Speaking of MUFAs, don’t forget avocados. Delicious and packed with protein and fibre, its a satisfying addition to a lunchtime salad.
Rice in general is heavy and filling, which means it keeps you satisfied throughout the day. Swap out your white rice for brown rice which has more fibre and helps to boost your metabolic rate.
Blueberries are the super food that most people have heard of. They’re packed with fibre, have relatively low calorie content, and are also known for their anti-aging effects.
Grapefruit contains a compound that helps to lower insulin levels which can reduce the amount of fat you store. Grapefruits are also high in water, vitamins, and protein. Eating half a grapefruit before each meal could help you lose a pound each week!
Broccoli is a real love it or hate it vegetable, but that’s normally because most people overcook it and turn it into a mush of green floppiness. Keep it almost raw so it’s crunchy, and you’ll also protect the nutrients and anti-oxidants. Broccoli is just 30 calories per serving, and very filling which will help you lose weight.

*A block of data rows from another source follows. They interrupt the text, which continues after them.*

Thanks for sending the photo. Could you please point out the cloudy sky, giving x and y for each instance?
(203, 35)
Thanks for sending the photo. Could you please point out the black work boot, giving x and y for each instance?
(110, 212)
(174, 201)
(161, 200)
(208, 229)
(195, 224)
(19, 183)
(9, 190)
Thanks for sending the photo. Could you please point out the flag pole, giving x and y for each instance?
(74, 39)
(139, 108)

High in protein, and filled with vitamins, eggs are a great way to start the day, and their levels of cholesterol are much lower than you might think. They’re filling so they keep you going in the morning due to their protein levels.
Don’t peel your pears! Leave the skin on and you can get almost a sixth of your daily fibre needs in every pear meaning that they’ll fill you up more than apples and keep you feeling good.

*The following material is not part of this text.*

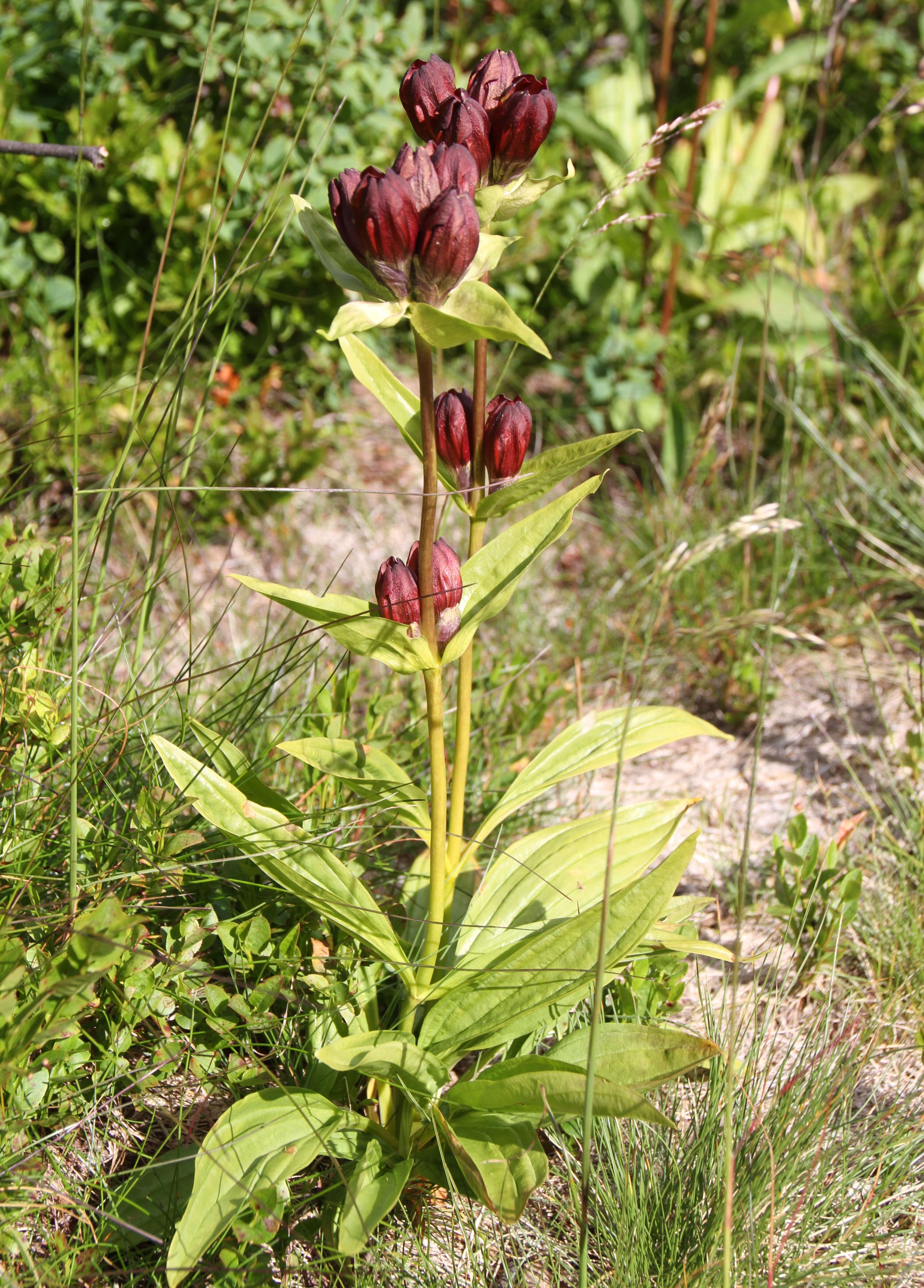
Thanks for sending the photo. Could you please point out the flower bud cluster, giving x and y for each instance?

Low fat milk contains plenty of protein to help muscle repair and in one medical study, women burned more calories when they took 1-1.4g of calcium a day.
We’re all tempted by snacks – usually ones with a high carb content or too much fat. Almonds have been shown to help with weight loss as part of a low calorie diet because they help you feel full and satisfy your apetite.

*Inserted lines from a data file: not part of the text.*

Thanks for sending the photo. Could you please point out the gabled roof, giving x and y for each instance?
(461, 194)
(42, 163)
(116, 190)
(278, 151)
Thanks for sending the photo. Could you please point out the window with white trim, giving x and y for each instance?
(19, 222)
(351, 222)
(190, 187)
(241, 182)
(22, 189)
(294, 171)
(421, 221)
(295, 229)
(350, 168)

Green tea is known for its high levels of antioxidants which increase your rate of fat burning. Replacing your cups of coffee with green tea could help you lose lose weight while also boosting your immune levels and reducing stress.
Eat your bananas slightly green, and they contain up to 12.5 grams of resistant starch to boost your metabolism and keep you feeling full. When the bananas ripen, the volume of resistant starch falls somewhat, but they remain a great superfood for weight loss.